Acner.org: Acne treatment

Acner.org: Acne treatment

Acne Abrasion Treatments

Acne Abrasion Treatments Acne Abrasion Treatments

Acne is a common skin condition that occurs when an overproduction of sebum (natural skin oils) mix with dead skin cells to form plugs in skin pores. These plugs are often referred to as comedones (blackhead or whiteheads). If allowed to become infected, these pores can progress into a serious case of acne, consisting of papules, pustules, nodes and even cysts. Depending on how serious the case of acne becomes, acne scarring may also develop. When it comes to treatments for acne, abrasion treatments are a common way to both prevent acne formation and lessen the presence of acne scarring.

Exfoliation

Exfoliation is a form of abrasion treatment that may both prevent acne or lessen the severity of acne scars.
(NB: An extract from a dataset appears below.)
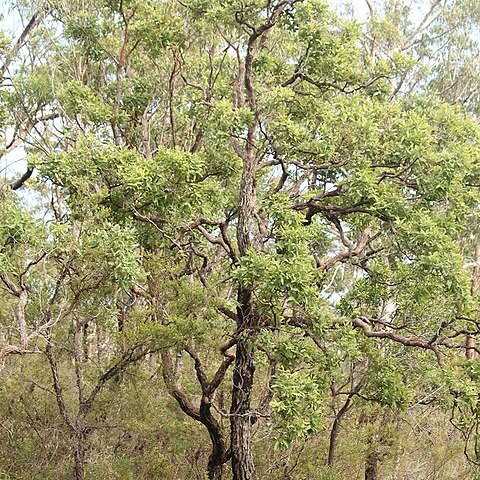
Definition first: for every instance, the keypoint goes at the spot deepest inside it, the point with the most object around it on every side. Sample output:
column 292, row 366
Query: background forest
column 240, row 240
Exfoliants, commonly known as scrubs (such as face scrubs), are cosmetic products (lotions or gels) which contain small, sand-like abrasive particles. When massaged into the skin, the abrasive particles help dislodge dead skin cells, which can then be washed away with the product as it is rinsed off the skin. This helps prevent acne by reducing the amount of dead skin cells available to clog pores. It also helps reduce acne scarring by removing the outer layers of damaged skin, revealing the smoother skin beneath. Those experiencing current acne breakouts should be very careful when using exfoliants, as they can further irritate infected skin.

Dermabrasion

Dermabrasion can also be used to treat the effects of acne. Dermabrasion, also known as skin planing, is the practice of using an abrasive material that is affixed to a rotary device, to remove the outer layers of skin. The rotary wheel is put in motion, and the abrasive surface is placed against the skin. The abrasive actions sands down the surface of the skin, helping to remove damaged tissue from acne scars. According to the American Academy of Dermatology, dermabrasion also damages the skin tissue, but after a few weeks of healing, the new skin generally has a smoother appearance than the acne scar tissue.

Microdermabrasion

Microdermabrasion is similar to dermabrasion, but is less invasive, and thus is used for less serious acne scarring. Microdermabrasion uses a wand tool that blasts small particles of abrasive materials, such as zinc oxide or aluminum oxide crystals, at the skin. The force of the crystals against the skin acts as a sand blaster, slowly removing the outer layers of skin tissue. Microdermabrasion may also employ a suction device which sucks the removed dead skin cells away from the skin during the procedure. According to the American Society of Plastic Surgeons (ASPS), multiple procedures on the acne-scarred areas may be necessary to show noticeable result.